The call came in the dead of winter. It was a Seattle winter; therefore, instead of layers of snow blanketing the ground, or biting Arctic air knifing through your thickest down jacket, there was a dismal grey light coming through the window and the streets glistened with rain. Any phone call was a welcome distraction.
His voice sounded young, his questions were many and he spoke in the laconic parlance of surfers. Or, in his case, a snowboarder.
He wanted to know about rafting and, specifically, guide training. He hailed from Baltimore and was working his way westward. That winter, he was a “liftie” at Schweitzer in the panhandle of Idaho. A Democratic governor with a penchant for Krispy Kreme donuts and blue dresses had just been elected president and - frankly - anything seemed likely.
Even so, I was dubious.
A snowboard punk thousands of miles from home, unfamiliar with the Northwest, expecting to land in Seattle and earn a living guiding! What were his odds, I wondered? I fielded his questions, promised to send the information about guide training, and promptly filed it away in that sliver of your brain reserved for useless detritus destined for the trash bin.
Except to relate the story later to a few friends and my partner about this teenager from inner city Baltimore, who said ‘dude’ more often than not, and planned on driving to Oregon in March to freeze his ass off learning to guide a raft.
A week or two later a check arrived covering the cost of his training. The itinerant snowboarder called once again to see if it would be all right if he crashed at the warehouse the night before the seven-day river trip that kicks off guide training.
I didn’t see why not.
The warehouse was an outbuilding behind a farmhouse on acreage in a rural part of King County. His presence would alarm absolutely no one. In any event, I remained skeptical of his attendance. Potential trainees backed out at the last moment numerous times in the past. The likelihood of this character showing up seemed as far-fetched and remote as the dark side of Jupiter.

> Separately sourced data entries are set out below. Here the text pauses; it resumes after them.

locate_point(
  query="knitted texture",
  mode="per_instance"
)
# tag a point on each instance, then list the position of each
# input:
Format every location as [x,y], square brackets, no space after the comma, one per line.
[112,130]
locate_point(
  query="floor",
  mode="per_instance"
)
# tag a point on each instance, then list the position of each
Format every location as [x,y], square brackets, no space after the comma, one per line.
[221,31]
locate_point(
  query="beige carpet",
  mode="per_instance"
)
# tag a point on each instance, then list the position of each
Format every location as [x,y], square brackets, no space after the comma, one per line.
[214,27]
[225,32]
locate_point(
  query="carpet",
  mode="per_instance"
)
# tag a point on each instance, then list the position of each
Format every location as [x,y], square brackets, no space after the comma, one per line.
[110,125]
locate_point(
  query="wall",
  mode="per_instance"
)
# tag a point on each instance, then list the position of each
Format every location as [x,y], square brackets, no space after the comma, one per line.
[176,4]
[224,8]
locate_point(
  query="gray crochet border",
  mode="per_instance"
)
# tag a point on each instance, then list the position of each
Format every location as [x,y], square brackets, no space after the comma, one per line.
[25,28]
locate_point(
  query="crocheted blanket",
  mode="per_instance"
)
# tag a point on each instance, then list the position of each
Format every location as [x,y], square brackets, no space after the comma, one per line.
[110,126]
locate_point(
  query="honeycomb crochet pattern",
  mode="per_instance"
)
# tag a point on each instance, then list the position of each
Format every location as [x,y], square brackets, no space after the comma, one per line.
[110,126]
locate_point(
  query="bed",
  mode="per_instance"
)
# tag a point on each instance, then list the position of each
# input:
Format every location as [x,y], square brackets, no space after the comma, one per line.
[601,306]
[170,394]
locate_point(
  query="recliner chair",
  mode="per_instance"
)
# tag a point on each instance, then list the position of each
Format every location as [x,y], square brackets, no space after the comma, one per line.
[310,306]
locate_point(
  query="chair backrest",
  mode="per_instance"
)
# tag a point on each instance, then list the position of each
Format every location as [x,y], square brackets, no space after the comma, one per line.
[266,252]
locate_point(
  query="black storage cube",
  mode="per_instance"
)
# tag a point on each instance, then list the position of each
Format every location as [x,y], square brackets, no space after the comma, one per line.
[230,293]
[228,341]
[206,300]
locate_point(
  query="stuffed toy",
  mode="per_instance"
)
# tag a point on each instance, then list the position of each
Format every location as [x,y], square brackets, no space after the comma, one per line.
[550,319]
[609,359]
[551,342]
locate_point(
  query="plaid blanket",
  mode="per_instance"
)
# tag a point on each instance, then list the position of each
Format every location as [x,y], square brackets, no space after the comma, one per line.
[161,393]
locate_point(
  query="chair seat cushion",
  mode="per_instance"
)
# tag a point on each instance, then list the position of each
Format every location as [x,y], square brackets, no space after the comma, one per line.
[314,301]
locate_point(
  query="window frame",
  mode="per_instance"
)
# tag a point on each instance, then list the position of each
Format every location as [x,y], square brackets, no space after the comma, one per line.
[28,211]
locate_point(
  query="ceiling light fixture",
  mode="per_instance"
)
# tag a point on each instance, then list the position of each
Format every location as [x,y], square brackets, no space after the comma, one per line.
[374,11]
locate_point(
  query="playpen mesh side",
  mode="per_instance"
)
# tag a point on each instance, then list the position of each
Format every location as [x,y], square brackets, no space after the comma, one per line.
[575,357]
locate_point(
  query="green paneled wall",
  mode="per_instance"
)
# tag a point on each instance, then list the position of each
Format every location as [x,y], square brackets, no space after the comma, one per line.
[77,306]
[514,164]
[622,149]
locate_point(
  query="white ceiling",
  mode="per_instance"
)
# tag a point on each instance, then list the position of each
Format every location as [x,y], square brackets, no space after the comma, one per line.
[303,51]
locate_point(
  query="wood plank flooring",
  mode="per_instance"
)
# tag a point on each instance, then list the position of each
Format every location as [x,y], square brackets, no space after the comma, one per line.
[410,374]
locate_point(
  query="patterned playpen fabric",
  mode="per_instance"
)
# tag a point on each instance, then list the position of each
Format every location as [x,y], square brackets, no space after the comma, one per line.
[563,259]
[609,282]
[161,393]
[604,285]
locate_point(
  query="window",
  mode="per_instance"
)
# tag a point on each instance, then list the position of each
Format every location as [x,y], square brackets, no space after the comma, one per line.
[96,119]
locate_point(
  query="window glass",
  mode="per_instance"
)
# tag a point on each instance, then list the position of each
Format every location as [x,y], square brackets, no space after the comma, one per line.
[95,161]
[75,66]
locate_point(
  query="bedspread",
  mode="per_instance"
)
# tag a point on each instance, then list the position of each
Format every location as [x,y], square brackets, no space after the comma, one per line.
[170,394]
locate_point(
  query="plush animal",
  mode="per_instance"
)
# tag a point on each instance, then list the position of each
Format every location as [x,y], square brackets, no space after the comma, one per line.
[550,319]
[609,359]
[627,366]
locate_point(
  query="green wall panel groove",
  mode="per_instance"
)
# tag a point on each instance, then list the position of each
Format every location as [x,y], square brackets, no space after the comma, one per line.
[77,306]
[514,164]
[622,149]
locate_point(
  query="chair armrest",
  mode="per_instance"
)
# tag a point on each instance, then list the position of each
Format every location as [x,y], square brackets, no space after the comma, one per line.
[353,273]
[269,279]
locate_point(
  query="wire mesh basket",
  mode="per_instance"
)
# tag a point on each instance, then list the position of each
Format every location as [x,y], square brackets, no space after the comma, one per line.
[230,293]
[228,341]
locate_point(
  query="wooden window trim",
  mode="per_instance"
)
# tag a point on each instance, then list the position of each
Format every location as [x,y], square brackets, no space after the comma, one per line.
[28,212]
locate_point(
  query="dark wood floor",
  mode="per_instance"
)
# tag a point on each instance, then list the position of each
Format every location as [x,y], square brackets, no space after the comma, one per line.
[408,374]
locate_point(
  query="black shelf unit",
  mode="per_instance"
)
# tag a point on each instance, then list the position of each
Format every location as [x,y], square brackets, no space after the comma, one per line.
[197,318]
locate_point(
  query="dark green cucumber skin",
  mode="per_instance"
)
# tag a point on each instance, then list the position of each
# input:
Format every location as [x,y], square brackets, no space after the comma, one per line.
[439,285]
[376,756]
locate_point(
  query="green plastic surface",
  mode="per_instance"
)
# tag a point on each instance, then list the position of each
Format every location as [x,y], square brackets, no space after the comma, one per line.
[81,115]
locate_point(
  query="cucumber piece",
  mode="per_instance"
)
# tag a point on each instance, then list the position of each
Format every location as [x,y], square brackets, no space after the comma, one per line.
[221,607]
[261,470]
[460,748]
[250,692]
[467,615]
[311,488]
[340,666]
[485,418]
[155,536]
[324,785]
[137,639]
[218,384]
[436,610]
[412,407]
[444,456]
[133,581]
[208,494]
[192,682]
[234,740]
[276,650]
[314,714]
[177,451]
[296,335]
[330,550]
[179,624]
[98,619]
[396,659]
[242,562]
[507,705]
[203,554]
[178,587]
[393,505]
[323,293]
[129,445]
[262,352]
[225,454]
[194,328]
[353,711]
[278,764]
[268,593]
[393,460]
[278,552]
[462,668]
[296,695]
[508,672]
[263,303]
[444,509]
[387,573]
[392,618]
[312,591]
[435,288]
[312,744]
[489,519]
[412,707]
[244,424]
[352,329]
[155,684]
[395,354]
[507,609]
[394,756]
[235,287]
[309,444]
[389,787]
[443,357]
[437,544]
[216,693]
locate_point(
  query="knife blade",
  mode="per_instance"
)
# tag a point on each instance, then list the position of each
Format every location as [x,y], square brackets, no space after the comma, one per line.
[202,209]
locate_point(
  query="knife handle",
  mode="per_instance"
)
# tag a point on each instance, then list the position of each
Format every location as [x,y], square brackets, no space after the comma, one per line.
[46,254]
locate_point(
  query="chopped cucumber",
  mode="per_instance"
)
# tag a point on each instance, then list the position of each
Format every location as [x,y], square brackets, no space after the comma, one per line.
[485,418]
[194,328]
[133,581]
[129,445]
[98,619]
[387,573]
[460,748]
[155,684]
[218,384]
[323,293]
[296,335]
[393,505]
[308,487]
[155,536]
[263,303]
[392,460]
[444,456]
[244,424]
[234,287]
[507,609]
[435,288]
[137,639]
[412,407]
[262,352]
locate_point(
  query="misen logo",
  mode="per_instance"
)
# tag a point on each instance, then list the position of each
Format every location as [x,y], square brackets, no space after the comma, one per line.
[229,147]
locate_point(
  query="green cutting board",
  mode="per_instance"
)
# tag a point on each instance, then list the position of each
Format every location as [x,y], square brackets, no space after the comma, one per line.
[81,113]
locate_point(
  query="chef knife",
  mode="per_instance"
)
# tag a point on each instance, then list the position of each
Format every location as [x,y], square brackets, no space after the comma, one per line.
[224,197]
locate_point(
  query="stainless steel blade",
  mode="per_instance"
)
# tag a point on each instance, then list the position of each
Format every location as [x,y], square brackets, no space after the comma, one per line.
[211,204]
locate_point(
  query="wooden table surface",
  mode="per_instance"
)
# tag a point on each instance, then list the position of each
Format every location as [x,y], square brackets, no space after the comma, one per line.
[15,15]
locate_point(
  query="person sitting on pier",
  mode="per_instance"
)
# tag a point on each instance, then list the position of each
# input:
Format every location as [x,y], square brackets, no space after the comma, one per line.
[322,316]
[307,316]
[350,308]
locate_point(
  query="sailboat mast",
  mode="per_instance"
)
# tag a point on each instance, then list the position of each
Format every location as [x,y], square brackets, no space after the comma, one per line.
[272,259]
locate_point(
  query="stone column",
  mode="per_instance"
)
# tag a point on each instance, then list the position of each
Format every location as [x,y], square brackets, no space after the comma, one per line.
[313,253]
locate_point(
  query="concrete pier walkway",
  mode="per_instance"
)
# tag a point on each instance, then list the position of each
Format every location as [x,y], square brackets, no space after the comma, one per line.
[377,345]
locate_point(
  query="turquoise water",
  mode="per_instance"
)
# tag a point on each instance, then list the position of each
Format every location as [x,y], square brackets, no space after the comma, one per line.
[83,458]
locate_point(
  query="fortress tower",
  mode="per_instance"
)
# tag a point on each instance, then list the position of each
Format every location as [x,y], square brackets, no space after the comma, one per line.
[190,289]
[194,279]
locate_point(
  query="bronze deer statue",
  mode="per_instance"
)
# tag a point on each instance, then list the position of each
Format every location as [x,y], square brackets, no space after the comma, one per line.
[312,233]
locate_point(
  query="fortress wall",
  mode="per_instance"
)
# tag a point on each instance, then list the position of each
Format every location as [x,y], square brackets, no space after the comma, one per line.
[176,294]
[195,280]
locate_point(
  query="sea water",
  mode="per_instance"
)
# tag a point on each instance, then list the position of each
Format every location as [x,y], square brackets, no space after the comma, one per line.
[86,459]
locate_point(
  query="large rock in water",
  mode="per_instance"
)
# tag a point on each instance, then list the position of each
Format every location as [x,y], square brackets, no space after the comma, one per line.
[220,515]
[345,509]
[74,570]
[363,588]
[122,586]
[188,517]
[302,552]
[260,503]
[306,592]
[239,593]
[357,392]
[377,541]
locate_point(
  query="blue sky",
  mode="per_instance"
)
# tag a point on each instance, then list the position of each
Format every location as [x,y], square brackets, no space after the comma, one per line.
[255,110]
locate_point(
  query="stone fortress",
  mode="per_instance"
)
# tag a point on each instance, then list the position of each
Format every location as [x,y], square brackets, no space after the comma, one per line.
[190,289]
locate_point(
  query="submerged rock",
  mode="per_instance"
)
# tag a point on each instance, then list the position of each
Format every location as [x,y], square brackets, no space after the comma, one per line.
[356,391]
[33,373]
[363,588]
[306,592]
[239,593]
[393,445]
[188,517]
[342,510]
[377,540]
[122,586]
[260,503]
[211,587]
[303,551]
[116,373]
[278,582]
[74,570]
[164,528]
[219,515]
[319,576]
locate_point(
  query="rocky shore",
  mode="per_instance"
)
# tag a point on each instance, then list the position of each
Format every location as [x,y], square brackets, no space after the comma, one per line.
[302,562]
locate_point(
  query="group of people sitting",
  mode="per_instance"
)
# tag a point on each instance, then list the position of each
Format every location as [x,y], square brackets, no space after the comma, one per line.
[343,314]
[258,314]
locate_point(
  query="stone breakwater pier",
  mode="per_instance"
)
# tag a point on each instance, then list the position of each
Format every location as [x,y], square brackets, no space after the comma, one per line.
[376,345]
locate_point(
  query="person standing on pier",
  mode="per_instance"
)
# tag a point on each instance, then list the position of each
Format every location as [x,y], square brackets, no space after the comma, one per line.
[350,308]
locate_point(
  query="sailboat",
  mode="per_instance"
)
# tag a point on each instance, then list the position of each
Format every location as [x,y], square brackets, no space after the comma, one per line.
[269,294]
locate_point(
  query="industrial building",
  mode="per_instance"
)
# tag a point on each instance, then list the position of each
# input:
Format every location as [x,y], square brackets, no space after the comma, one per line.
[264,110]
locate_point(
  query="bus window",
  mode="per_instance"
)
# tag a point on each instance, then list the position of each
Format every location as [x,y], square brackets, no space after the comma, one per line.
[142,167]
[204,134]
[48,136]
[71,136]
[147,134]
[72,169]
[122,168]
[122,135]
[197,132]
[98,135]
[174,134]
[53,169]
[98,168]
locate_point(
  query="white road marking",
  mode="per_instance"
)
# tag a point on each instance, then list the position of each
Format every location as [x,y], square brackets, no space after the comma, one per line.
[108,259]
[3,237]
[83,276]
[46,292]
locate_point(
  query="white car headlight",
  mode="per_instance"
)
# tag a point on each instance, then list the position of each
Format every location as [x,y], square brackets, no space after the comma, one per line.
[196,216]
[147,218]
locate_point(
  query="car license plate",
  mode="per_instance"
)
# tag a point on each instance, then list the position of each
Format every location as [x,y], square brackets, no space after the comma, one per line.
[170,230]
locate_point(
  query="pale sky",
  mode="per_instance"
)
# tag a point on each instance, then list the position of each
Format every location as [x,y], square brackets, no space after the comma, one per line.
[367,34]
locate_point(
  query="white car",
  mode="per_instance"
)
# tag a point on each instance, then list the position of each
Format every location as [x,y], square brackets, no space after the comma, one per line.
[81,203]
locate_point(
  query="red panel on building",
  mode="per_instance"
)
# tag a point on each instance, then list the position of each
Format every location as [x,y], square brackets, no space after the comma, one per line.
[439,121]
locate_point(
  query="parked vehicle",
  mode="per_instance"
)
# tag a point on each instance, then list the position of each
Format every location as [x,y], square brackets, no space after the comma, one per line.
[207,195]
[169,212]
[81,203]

However, on the morning of our departure, I pulled into the drive at the warehouse and noted a road-weary Ford Bronco tucked against the side of the building. I opened the warehouse and started rummaging about in the gear. The instructors and some students arrived and the quiet morning began to give way to bustling activity. The inhabitant of the truck had not yet stirred and with every passing minute my curiosity grew exponentially.
When he finally emerged from the back end of the dust-caked, previously blue truck with the Maryland license plates, he was just as goofy and young as I had imagined. A ponytail reached to the middle region of his back but, for having spent the night curled in a ball in his vehicle, he was tidy in every way. In fact, his jeans looked freshly pressed. He pulled a weathered Baltimore Orioles cap partway down his forehead and sauntered up to introduce himself.
“Hi. I’m Kook.” he croaked. His smile was charming, off-putting and mischievous all at the same time.
But, with that hello, the legend commenced.
Only a teenager, but unlike most teenagers I’ve encountered, Kook was on a mission. A fellow ski bum spoke to him of guide training and, even though he had never been rafting with no idea how to swim, he was undaunted.
Now, I would be lying if I told you he excelled. I would be lying if I told you he displayed any sort of promise.
He persevered. He entertained us with his notorious, ass-wiggling, ass-slapping, ass- exposing ‘Kook dance’. He gave effort. At the end of the four weeks, he volunteered to do whatever to secure employment.
One of Orion’s veteran guides offered him a mother-in-law apartment in his basement in exchange for yard work. Meanwhile, Kook made himself indispensable by offering to work odd jobs around the warehouse, repair gear and serve river trip lunches. All the while he continued to gain experience on the river awaiting his debut as a guide.
It was during this time when, as the lunch person on the Wenatchee River, he responded to Governor Gardner’s query as to how he had come to be here with this memorable, guileless, innocent remark, “I drove my truck, dude.”
Kook was one of a kind. It took him a long time to hone his river running skills, but, in the meantime, his sense of humor as well as his rafting foibles kept us entertained.
Like the time he was caught in a hydraulic feature in a raft on the Skykomish and he was beseeching the river gods - out loud for all to hear, “Please let us go, please let us go, please let us go.”
Or the time he was tossed into the turmoil near the bottom of Boulder Drop. As he floated toward rescuers in the eddies below, he raised his paddle straight overhead - the universal distress signal for Swimmer - as if the dozen boaters with rescue lines might have not seen him.
Or the time he cheated Lava Falls so far left he beached his boat on a small boulder near shore. When we went to discuss his predicament, yelling and gesticulating from the left bank, we realized, Kook was seated to row in the opposite direction of what would - normally - be customary. Though clearly rattled by the powerful forces arrayed before him, once freed from the obstacle, he rowed safely to the bottom of the rapid.
Kook guided intermittently for nineteen seasons. Somewhere during that time, he graduated from a culinary arts program having learned to be both cook and pastry chef. He even earned his commercial bus drivers license. He continually redefined what it means to be ‘indispensable’.
Our inveterate dog paddler, who came to be here by driving his truck, even, eventually, took the time to learn the crawl stroke.